Sagrada Família enfrenta nova oposição com protesto de 200 vizinhos em Barcelona
A Sagrada Família ainda enfrenta desafios para sua conclusão após 144 anos de obras.
Antoni Gaudí lançou a pedra fundamental da Sagrada Família em março de 1882. Após 144 anos de construção, a basílica continua longe de ser finalizada. Embora a Torre de Jesus Cristo tenha sido concluída em fevereiro de 2026, tornando-se o edifício religioso mais alto do mundo, a obra ainda carece de muitos elementos essenciais.
Ainda faltam finalizar a Fachada da Glória, o conjunto escultórico completo e uma escadaria imponente que está bloqueada há 50 anos por moradores que não pretendem se mudar. Recentemente, as negociações para resolver esse impasse enfrentaram mais um obstáculo, evidenciando a complexidade da situação.
Três prefeitos, nenhum acordo
As discussões entre a prefeitura de Barcelona, a comissão construtora da igreja e os moradores já se arrastam por três mandatos: Xavier Trias, Ada Colau e, atualmente, Jaume Collboni.
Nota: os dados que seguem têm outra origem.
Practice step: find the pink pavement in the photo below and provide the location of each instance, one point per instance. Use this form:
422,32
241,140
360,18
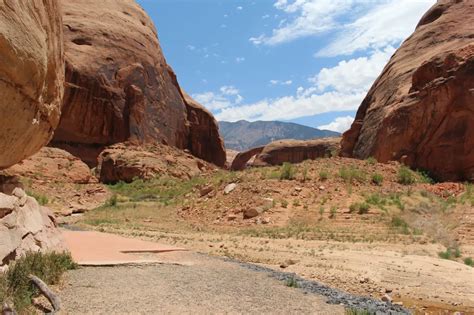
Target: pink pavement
95,248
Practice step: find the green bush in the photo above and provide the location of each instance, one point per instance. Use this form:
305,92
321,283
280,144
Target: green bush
359,207
15,285
323,175
371,160
42,199
468,261
287,171
377,179
406,176
351,174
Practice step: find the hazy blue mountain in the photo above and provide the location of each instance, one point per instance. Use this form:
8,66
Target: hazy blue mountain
243,135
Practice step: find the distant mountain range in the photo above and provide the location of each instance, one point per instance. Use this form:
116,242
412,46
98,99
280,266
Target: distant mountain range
243,135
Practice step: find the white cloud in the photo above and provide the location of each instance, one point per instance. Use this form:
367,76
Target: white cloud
340,88
227,96
354,74
340,124
359,24
278,82
385,24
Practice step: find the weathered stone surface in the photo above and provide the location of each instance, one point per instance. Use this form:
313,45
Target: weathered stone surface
240,161
53,165
118,84
25,226
204,140
119,87
31,76
296,151
127,161
421,109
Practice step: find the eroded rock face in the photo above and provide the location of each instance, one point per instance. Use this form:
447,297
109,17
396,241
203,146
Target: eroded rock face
296,151
24,224
31,76
421,109
52,164
204,140
127,162
118,84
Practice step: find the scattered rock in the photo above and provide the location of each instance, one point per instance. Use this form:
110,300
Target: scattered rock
229,188
250,213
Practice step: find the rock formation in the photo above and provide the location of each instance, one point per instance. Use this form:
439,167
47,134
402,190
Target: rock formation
204,140
296,151
120,88
420,110
293,151
127,161
24,224
31,76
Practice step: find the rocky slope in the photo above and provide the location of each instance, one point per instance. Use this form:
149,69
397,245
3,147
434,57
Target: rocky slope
31,77
243,135
24,224
118,84
420,109
292,151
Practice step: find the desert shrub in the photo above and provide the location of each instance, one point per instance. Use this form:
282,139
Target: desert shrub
323,175
42,199
377,179
406,176
17,286
398,223
287,171
468,261
292,283
351,174
371,161
355,311
359,207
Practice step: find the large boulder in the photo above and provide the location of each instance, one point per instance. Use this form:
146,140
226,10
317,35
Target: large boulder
420,110
296,151
32,76
24,224
120,88
129,161
204,140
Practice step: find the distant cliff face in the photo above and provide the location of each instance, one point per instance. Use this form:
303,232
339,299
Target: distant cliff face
421,109
118,84
243,135
31,77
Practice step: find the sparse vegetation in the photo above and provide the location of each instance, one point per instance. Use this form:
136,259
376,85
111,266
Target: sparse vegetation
323,175
42,199
377,179
468,261
15,286
450,253
400,224
351,174
287,171
406,176
359,207
292,283
371,160
355,311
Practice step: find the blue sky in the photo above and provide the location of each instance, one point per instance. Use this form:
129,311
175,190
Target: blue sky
306,61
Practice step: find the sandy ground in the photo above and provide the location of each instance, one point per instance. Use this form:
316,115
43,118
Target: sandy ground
410,274
198,285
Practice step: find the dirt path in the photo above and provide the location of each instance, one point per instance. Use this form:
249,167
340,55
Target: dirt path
198,285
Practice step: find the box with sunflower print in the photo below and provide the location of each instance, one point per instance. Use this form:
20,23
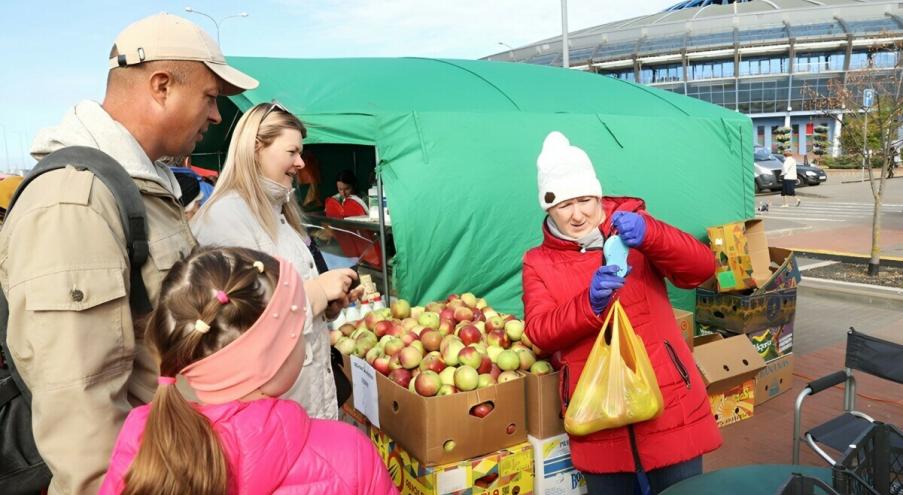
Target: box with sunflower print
505,472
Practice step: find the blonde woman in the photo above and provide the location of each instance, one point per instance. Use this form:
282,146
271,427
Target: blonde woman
253,206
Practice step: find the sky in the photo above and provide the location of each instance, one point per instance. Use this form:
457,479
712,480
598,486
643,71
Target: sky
53,53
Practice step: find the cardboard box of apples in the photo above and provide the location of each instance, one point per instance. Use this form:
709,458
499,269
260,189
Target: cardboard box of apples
450,375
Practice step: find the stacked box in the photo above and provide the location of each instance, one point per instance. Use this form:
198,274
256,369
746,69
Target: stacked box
734,404
728,368
504,472
554,473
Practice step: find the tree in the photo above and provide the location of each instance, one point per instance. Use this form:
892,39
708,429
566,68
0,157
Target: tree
820,142
782,136
884,119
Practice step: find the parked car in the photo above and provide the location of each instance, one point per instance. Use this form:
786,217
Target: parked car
807,175
768,170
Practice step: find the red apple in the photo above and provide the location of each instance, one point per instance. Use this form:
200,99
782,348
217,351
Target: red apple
498,338
466,378
507,376
470,356
409,358
408,337
447,375
469,334
429,319
446,327
432,362
419,346
495,323
400,376
431,339
526,359
508,361
485,364
485,380
446,390
381,364
394,363
435,307
482,409
346,329
400,309
393,345
450,355
463,314
427,383
345,345
382,327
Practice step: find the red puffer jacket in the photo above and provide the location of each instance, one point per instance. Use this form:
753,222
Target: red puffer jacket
559,318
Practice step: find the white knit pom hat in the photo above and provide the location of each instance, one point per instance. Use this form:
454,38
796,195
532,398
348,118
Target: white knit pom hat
564,172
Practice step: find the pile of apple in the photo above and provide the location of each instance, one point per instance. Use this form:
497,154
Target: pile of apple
443,348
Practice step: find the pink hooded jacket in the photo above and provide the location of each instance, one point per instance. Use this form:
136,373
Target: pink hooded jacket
273,447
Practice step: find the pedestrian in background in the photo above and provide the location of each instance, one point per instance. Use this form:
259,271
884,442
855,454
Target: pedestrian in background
788,179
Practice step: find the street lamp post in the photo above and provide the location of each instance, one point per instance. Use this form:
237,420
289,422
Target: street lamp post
565,62
215,22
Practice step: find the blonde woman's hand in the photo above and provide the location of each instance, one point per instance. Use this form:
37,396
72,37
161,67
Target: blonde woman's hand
336,283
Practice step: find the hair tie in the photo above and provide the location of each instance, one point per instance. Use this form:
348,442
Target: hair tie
222,297
201,326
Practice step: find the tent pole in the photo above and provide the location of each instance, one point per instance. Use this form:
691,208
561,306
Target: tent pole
382,229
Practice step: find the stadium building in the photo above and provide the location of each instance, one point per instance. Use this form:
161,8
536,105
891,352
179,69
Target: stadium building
764,58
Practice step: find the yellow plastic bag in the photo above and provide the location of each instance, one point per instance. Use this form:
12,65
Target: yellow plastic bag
617,386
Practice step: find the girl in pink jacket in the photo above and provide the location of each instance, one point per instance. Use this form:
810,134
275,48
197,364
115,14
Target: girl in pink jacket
230,322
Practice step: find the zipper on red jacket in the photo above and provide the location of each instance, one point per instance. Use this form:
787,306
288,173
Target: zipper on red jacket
565,386
681,370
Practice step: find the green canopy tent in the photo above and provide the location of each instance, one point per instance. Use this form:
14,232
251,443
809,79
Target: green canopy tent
457,142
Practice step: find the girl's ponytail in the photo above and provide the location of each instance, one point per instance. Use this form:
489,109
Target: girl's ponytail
180,453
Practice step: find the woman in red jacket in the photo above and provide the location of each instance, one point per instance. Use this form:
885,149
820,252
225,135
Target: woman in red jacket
567,294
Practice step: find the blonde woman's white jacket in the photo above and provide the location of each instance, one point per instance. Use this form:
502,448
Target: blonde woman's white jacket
230,222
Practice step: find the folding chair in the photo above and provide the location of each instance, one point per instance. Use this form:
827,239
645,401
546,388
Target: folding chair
866,354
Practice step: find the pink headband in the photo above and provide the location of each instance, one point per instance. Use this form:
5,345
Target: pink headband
254,358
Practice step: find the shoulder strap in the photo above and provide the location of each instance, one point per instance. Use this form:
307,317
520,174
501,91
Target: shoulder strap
131,207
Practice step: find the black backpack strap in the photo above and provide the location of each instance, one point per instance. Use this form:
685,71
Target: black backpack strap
128,197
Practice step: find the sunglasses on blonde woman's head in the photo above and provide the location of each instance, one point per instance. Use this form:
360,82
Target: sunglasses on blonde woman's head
274,105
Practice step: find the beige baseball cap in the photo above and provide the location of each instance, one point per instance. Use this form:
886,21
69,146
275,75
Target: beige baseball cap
168,37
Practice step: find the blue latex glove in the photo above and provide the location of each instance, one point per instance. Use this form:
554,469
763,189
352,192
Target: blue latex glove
630,226
605,282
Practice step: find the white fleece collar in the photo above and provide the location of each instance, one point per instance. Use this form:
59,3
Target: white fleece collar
88,124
Em março, o presidente da comissão, Esteve Camps, afirmou que um acordo estava próximo, mas até agora, isso não se concretizou.
Vale mencionar que a Sagrada Família foi construída por 137 anos sem licença de obras, recebendo a autorização apenas em 2019, após um acordo financeiro significativo com a prefeitura.
Em junho de 2026, ocorreu a primeira reunião formal entre a gestão municipal e os moradores, mas a ausência de representantes da basílica na mesa de negociações gerou descontentamento. A minuta do acordo prometida para julho ainda não foi apresentada, levando os moradores a acusarem um travamento nas discussões.
Uma escadaria para o céu
Gaudí idealizou a Fachada da Glória como a mais monumental das três, com uma escadaria que simbolizaria a jornada do inferno à salvação. Quando o projeto foi concebido, a área estava desocupada, mas a realidade atual é bem diferente.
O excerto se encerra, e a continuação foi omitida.